My DP (physicist/engineer) was a late talker too and two colleagues he talked to about the link also turned out to have been late talkers.
And, as it happens, my late talking DS, whose first sentence at 3.5 years old was ‘Look, a plane!’, is now hoping to study aeronautical engineering at university!
There’s even a book by Thomas Sowell on the topic called the Einstein Syndrome: bright children who talk late.
The term Einstein Syndrome is used because of some peculiarities of Einstein’s brain architecture, which might, it is posited, be present in the brains of children in this group. (The brain of Einstein, who was a late talker, was preserved after his death and there have been studies done on it trying to ascertain the origin of his genius.)
Steven Pinker, who researches into language acquisition in children, has written about the studies, saying:
The neuroscientists speculated that Einstein's parietal lobes expanded early in prenatal development, giving him larger, undivided lobules that accommodated richer and more tightly integrated circuits for mathematical and spatial reasoning.
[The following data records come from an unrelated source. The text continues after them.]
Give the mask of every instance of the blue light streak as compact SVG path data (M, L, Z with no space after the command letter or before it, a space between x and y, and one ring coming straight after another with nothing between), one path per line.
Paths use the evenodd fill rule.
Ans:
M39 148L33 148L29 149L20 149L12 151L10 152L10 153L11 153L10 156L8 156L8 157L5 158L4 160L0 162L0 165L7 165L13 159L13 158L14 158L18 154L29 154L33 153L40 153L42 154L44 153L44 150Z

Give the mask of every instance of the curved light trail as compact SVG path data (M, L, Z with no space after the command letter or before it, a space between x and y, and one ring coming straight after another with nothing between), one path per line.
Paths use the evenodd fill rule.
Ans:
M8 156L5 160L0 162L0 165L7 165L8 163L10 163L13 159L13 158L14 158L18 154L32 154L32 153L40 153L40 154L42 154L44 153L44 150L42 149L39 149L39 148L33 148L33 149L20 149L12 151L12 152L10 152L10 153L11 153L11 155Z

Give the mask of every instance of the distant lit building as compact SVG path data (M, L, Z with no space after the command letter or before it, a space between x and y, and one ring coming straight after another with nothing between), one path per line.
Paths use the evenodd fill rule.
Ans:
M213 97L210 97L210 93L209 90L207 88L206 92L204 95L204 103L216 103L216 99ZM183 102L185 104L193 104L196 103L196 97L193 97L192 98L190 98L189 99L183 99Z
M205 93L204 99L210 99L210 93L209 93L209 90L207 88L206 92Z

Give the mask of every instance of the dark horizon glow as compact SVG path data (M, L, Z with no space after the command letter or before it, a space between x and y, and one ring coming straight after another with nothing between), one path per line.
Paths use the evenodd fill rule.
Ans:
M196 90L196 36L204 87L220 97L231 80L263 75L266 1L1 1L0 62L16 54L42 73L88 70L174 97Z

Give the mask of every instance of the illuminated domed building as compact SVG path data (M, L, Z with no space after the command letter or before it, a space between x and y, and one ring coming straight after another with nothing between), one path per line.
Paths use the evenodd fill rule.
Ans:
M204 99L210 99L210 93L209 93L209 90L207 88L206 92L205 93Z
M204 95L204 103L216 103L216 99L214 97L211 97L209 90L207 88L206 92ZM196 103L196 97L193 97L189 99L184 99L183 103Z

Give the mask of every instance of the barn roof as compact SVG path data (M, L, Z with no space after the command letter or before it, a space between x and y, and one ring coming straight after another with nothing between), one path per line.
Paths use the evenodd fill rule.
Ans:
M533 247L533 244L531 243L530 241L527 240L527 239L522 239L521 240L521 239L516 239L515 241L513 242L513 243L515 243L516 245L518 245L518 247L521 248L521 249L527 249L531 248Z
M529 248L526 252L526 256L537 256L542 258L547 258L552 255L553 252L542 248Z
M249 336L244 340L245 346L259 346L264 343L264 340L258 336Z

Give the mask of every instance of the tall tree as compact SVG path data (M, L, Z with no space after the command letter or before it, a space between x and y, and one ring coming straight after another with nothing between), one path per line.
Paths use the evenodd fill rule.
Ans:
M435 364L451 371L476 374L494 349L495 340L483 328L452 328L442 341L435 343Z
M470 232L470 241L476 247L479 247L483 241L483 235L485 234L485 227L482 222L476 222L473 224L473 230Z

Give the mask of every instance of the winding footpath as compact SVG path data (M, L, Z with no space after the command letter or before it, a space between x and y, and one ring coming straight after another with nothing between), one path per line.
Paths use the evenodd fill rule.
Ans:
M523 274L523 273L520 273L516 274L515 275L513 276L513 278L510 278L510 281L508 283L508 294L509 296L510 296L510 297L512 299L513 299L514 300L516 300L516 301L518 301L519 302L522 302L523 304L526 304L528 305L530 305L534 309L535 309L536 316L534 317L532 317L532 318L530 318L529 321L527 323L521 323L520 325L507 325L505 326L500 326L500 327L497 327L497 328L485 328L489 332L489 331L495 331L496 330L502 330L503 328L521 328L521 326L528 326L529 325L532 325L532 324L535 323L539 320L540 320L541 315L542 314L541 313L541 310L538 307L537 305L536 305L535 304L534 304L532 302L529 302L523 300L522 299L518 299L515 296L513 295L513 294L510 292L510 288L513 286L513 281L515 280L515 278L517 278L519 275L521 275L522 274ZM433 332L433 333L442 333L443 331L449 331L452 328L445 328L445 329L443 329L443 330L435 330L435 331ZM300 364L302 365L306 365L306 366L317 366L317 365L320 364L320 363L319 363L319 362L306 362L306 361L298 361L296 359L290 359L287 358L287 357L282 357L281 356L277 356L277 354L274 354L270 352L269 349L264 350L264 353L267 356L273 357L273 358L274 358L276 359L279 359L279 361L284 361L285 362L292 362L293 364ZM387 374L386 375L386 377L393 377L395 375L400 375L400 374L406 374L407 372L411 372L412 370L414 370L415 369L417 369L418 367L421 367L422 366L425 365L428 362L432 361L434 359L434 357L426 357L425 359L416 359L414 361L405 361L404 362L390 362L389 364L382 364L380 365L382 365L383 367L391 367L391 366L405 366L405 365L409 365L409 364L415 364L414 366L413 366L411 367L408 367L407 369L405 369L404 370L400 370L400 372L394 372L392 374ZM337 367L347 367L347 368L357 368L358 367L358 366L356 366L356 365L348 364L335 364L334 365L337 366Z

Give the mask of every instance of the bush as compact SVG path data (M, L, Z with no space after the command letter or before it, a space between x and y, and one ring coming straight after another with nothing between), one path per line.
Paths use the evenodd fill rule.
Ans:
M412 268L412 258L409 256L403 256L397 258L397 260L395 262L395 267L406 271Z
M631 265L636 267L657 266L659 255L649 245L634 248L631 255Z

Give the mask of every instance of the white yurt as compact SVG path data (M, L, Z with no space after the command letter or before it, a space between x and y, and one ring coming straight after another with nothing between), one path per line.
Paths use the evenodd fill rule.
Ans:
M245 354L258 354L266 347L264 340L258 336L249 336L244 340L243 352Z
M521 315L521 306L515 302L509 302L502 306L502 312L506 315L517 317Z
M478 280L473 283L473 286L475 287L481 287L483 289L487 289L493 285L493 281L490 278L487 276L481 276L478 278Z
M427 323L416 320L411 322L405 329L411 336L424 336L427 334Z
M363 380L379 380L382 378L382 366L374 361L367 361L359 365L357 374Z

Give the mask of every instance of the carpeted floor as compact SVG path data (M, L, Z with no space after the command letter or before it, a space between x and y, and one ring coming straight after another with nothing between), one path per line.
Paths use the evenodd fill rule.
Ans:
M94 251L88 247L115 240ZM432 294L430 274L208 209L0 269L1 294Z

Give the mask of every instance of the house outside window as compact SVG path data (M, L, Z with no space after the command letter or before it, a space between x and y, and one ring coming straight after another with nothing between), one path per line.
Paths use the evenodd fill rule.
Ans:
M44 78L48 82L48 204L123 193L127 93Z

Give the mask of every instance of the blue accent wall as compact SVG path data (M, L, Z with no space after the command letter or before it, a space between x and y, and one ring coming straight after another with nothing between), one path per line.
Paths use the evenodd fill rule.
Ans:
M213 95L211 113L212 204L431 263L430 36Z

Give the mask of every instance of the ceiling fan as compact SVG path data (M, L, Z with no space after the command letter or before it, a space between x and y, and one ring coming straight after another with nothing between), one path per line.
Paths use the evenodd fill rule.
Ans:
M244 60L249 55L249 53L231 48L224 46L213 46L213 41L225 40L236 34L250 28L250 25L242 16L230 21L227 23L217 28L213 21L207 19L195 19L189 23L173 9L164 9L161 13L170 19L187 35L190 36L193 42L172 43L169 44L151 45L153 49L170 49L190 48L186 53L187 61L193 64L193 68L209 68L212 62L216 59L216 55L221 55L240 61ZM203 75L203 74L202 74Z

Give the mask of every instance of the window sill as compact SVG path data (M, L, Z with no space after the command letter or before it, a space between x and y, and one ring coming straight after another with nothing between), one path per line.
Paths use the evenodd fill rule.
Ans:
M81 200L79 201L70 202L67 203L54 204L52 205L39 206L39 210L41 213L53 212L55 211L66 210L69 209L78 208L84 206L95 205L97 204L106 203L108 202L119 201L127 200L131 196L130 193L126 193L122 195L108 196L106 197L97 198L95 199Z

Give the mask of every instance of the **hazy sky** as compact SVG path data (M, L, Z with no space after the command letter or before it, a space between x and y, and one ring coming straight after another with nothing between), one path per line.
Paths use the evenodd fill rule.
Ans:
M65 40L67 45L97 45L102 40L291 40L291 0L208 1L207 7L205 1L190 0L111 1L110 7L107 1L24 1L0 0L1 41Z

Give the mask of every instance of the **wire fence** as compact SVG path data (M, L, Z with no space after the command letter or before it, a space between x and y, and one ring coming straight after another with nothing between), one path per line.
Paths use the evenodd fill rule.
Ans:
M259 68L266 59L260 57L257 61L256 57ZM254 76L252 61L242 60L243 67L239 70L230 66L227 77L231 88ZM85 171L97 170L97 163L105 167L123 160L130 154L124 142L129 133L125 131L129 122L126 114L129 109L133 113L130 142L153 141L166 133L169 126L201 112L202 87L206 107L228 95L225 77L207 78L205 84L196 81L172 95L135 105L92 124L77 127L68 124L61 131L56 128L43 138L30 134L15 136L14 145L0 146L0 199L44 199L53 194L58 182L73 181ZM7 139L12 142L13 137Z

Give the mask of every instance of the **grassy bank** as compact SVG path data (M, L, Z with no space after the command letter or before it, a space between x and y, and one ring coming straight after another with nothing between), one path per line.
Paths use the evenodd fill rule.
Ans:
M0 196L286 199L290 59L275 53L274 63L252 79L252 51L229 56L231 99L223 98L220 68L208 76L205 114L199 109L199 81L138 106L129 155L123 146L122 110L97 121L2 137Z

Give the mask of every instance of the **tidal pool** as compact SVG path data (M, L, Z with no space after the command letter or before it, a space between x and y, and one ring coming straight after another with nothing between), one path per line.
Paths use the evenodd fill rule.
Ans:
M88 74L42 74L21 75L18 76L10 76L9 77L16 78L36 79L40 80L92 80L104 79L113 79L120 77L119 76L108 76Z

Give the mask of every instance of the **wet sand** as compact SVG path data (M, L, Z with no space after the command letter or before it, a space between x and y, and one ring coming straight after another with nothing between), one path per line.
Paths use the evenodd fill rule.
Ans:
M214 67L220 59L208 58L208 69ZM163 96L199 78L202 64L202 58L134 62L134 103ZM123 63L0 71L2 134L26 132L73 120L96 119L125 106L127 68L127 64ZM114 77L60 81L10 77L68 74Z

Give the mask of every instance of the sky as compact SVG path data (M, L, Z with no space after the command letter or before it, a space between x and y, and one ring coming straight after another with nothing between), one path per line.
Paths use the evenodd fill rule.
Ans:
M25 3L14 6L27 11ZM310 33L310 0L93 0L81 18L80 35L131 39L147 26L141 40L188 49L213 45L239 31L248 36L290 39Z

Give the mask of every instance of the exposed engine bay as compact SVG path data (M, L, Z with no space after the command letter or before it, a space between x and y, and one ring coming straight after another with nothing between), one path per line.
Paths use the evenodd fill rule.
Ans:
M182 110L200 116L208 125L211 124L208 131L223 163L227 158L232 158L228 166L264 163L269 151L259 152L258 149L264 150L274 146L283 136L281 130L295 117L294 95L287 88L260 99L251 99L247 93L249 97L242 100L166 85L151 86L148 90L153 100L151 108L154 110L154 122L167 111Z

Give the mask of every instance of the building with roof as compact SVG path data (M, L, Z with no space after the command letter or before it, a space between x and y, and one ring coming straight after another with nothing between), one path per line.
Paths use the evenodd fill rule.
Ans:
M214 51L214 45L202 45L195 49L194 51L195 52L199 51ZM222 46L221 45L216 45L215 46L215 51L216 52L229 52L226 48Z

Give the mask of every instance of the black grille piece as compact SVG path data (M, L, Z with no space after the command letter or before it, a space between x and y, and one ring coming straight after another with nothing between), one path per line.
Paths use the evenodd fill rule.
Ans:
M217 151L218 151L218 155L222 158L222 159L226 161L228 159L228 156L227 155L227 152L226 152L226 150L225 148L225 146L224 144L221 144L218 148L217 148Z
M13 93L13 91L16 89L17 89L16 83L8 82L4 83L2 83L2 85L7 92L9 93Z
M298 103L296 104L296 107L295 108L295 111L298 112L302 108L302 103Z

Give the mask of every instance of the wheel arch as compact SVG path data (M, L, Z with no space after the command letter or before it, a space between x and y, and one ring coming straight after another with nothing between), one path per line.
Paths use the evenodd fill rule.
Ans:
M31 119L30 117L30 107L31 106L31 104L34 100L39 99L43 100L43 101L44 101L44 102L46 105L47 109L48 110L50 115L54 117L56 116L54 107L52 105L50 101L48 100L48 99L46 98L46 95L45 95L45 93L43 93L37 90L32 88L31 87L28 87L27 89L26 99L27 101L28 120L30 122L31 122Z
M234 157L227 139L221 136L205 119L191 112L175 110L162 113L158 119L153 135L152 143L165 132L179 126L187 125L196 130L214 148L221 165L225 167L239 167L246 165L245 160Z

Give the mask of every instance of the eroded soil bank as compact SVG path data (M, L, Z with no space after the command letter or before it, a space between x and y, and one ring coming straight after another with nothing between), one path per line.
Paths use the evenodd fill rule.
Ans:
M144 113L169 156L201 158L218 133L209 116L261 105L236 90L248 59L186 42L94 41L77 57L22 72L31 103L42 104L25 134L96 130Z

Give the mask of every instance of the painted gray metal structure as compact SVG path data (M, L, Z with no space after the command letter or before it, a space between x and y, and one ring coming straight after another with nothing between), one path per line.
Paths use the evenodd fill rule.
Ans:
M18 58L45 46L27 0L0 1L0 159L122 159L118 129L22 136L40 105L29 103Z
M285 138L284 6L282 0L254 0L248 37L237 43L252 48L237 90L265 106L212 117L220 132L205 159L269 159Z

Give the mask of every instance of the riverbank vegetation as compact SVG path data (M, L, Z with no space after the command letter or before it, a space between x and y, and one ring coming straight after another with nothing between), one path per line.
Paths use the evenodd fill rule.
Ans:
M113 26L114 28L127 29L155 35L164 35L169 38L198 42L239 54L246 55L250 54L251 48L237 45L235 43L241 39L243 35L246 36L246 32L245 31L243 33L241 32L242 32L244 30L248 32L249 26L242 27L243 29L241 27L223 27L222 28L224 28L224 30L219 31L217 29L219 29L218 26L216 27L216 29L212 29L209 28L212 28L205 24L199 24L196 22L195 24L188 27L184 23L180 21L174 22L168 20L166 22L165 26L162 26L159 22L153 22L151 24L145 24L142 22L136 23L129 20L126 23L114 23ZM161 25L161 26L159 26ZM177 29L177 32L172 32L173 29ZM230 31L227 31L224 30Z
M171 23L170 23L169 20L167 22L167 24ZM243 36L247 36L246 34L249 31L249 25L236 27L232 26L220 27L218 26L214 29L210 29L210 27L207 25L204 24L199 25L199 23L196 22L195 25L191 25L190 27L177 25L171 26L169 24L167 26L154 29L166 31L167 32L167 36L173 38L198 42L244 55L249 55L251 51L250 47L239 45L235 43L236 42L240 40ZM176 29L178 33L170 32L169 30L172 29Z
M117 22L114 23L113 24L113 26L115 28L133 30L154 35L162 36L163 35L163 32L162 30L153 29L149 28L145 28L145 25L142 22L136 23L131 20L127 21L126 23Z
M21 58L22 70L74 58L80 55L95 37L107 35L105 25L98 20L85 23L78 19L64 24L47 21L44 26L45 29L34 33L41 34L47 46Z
This may help explain Einstein's other famous cognitive trait: he did not speak until he was 3 years old. Many late-talking children grow up to be engineers, mathematicians and scientists, including the physicists Richard Feynman and Edward Teller. Perhaps this is because different mental functions compete for real estate as they develop in the cerebral cortex.
So the suggestion is that a part of the brain associated with linguistic processing can be ‘crowded out’ by a burgeoning neighbouring region associated with visuo-spatial processing.
I’m not suggesting that any one of us has a mini-Einstein on our hands but there does seem to be a distinct class of children – mainly boys – who are late to talk and who demonstrate this pattern of visuo-spatial strength/linguistic weakness.